Today – April 1, 2017 – just may be your day to view the elusive planet Mercury in the western sky after sunset – that is, if you live in the Northern Hemisphere or the tropics. Seek for Mercury over the sunset point on the horizon, starting around 45 to 60 minutes after sunset. Although Mercury can be seen by the eye alone, binoculars always come in handy for any Mercury search.

Mercury, the innermost planet of the solar system, often hides in the sun’s glare. But today, on April 1, Mercury swings farthest east of the setting sun (19o) on the sky’s dome during its present apparition as the evening “star,” which started on March 7, 2017 and will end on April 20, 2017. That means Mercury will stay out for a maximum time after sunset (90 minutes or more at mid-northern latitudes).

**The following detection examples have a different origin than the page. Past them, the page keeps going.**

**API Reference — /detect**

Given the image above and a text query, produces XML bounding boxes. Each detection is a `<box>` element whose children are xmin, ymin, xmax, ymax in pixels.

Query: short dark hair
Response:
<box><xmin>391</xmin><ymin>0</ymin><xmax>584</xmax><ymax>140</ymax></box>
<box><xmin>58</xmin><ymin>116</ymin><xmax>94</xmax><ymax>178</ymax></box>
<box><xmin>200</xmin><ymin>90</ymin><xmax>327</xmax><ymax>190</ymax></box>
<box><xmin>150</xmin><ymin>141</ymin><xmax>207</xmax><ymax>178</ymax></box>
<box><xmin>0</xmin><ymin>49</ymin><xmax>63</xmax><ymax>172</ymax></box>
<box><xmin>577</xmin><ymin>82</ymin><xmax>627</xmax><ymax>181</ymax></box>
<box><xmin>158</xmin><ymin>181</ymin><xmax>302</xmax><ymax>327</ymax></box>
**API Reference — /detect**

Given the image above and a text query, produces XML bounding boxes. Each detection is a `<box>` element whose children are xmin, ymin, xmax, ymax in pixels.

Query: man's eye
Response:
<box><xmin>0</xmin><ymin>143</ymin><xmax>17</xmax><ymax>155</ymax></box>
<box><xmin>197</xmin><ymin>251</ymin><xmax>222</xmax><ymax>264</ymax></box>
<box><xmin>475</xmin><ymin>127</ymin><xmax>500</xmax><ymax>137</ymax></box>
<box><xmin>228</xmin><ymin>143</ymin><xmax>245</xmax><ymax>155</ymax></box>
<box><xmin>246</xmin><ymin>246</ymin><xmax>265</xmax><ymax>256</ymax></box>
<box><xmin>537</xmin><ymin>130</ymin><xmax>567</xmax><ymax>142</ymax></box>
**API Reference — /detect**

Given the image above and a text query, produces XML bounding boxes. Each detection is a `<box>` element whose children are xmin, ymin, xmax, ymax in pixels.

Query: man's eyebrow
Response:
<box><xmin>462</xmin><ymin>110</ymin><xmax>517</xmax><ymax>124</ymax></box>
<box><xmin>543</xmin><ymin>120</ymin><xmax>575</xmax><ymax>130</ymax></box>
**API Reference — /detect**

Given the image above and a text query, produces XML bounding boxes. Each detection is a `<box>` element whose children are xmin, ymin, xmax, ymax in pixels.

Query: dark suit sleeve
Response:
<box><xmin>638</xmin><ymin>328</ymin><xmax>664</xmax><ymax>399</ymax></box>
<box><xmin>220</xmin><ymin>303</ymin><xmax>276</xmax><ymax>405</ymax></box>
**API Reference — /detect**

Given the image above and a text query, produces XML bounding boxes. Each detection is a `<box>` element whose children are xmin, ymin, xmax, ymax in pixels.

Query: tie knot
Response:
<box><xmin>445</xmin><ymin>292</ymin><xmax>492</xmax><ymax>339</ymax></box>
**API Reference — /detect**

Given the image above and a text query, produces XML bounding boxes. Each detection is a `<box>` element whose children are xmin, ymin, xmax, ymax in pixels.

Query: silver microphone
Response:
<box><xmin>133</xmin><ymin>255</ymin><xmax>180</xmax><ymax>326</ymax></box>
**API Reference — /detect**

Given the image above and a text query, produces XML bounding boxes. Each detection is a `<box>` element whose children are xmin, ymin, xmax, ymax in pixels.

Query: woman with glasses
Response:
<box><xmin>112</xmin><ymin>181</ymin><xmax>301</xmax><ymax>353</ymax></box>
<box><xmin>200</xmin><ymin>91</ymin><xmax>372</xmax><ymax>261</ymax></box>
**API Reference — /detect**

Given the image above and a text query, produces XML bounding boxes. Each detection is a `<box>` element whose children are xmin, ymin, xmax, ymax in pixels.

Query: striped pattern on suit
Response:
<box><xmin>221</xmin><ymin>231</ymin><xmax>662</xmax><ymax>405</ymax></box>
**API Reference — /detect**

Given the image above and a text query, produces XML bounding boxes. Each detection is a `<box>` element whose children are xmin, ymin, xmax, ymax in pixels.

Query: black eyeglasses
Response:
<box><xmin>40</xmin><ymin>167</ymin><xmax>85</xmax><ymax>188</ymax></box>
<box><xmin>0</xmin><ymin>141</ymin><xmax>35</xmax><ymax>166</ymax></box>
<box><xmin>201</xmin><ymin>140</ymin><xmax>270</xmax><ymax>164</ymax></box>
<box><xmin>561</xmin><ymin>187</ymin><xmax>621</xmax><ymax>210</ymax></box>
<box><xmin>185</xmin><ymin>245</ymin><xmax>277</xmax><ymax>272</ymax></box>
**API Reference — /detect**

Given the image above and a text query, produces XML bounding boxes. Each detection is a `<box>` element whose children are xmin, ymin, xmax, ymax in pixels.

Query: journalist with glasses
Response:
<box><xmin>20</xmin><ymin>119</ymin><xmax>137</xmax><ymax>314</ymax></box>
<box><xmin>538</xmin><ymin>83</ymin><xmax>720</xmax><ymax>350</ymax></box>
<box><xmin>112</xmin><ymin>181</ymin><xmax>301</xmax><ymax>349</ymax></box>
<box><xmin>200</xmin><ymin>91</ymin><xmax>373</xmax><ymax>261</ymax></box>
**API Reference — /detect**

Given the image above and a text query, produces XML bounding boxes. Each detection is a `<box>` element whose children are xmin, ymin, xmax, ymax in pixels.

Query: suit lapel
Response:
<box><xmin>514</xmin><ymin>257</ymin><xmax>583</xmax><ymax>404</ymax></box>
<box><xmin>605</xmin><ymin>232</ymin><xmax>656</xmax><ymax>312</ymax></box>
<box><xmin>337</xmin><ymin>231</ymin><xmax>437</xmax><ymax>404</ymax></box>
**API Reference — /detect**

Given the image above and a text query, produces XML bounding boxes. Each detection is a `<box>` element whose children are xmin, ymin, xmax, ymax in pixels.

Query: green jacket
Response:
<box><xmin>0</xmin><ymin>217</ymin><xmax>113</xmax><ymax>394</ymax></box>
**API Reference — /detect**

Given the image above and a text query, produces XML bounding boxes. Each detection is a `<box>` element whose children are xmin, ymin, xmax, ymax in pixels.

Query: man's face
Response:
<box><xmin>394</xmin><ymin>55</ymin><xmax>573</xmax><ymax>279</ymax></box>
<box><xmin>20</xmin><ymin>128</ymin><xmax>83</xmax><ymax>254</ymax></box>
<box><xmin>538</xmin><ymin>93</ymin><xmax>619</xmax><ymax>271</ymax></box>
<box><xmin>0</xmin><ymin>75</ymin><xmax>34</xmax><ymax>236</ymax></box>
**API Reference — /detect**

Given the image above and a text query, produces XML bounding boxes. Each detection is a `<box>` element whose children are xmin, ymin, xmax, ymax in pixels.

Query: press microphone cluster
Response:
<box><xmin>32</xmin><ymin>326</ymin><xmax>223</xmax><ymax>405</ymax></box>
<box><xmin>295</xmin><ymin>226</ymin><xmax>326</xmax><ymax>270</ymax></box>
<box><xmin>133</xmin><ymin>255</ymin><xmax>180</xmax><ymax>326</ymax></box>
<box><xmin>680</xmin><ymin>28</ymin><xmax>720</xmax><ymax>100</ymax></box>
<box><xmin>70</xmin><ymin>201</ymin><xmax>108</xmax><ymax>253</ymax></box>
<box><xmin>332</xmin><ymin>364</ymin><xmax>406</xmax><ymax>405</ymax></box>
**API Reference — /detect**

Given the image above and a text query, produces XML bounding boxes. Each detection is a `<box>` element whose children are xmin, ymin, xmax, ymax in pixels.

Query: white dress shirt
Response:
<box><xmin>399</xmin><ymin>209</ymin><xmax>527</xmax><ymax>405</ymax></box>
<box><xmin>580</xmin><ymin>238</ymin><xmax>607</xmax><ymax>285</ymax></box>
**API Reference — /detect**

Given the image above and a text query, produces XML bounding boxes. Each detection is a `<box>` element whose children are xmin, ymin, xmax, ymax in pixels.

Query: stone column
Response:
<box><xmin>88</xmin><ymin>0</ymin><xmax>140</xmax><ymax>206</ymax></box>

Find an almanac telling you Mercury’s setting time in your sky

Whenever Mercury reaches its greatest evening elongation (maximum angular distance east of the setting sun) in early spring, Mercury stages its best showing in the evening sky. Because it’s now early autumn in the Southern Hemisphere, this greatest elongation of Mercury is an especially poor one for southerly latitudes.

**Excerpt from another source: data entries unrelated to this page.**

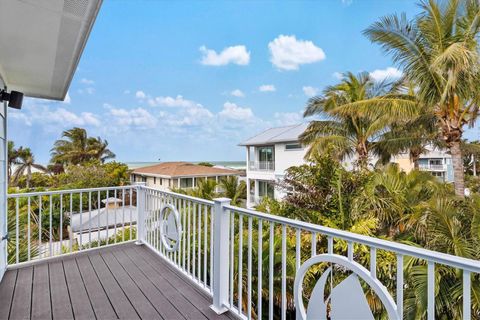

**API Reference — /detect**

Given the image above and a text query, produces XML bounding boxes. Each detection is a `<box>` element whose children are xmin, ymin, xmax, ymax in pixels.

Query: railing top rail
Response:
<box><xmin>224</xmin><ymin>205</ymin><xmax>480</xmax><ymax>273</ymax></box>
<box><xmin>140</xmin><ymin>186</ymin><xmax>213</xmax><ymax>206</ymax></box>
<box><xmin>7</xmin><ymin>185</ymin><xmax>138</xmax><ymax>198</ymax></box>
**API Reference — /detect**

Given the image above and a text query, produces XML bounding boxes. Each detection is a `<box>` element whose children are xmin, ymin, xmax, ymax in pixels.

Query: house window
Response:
<box><xmin>180</xmin><ymin>178</ymin><xmax>193</xmax><ymax>189</ymax></box>
<box><xmin>258</xmin><ymin>181</ymin><xmax>274</xmax><ymax>199</ymax></box>
<box><xmin>258</xmin><ymin>147</ymin><xmax>274</xmax><ymax>162</ymax></box>
<box><xmin>285</xmin><ymin>143</ymin><xmax>303</xmax><ymax>150</ymax></box>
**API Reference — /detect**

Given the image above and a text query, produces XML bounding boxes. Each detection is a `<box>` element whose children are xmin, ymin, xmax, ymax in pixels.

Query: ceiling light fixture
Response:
<box><xmin>0</xmin><ymin>90</ymin><xmax>23</xmax><ymax>109</ymax></box>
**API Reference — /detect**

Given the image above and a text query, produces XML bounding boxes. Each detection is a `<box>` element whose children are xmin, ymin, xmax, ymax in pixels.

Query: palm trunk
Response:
<box><xmin>472</xmin><ymin>154</ymin><xmax>477</xmax><ymax>177</ymax></box>
<box><xmin>450</xmin><ymin>141</ymin><xmax>465</xmax><ymax>197</ymax></box>
<box><xmin>27</xmin><ymin>167</ymin><xmax>32</xmax><ymax>189</ymax></box>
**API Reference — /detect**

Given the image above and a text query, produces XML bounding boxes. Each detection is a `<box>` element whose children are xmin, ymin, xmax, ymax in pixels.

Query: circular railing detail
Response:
<box><xmin>160</xmin><ymin>204</ymin><xmax>182</xmax><ymax>252</ymax></box>
<box><xmin>294</xmin><ymin>254</ymin><xmax>398</xmax><ymax>320</ymax></box>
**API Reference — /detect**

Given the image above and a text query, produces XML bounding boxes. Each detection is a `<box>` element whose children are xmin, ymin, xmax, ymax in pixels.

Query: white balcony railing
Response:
<box><xmin>8</xmin><ymin>186</ymin><xmax>480</xmax><ymax>319</ymax></box>
<box><xmin>418</xmin><ymin>164</ymin><xmax>447</xmax><ymax>171</ymax></box>
<box><xmin>7</xmin><ymin>186</ymin><xmax>138</xmax><ymax>264</ymax></box>
<box><xmin>248</xmin><ymin>161</ymin><xmax>275</xmax><ymax>171</ymax></box>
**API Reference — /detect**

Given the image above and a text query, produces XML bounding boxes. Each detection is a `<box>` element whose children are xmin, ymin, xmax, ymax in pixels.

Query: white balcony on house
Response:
<box><xmin>0</xmin><ymin>0</ymin><xmax>480</xmax><ymax>320</ymax></box>
<box><xmin>248</xmin><ymin>161</ymin><xmax>275</xmax><ymax>171</ymax></box>
<box><xmin>0</xmin><ymin>185</ymin><xmax>480</xmax><ymax>319</ymax></box>
<box><xmin>418</xmin><ymin>164</ymin><xmax>447</xmax><ymax>171</ymax></box>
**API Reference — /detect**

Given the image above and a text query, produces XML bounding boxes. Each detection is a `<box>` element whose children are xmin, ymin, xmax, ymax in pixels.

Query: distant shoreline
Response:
<box><xmin>124</xmin><ymin>161</ymin><xmax>247</xmax><ymax>170</ymax></box>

But don’t despair if you live at temperate latitudes in the Southern Hemisphere. You’ll have a super apparition of Mercury in the morning sky in May 2017 while the Northern Hemisphere will have a very poor one.

For northerly latitudes, however, this is Mercury’s best showing in the evening sky for the year. Find an unobstructed horizon in the direction of sunset and seek for Mercury near the sunset point on the horizon as dusk gives way to darkness. The first week of April 2017 provides you with a golden opportunity to catch Mercury, the planet that’s often lost in the glare of the sun.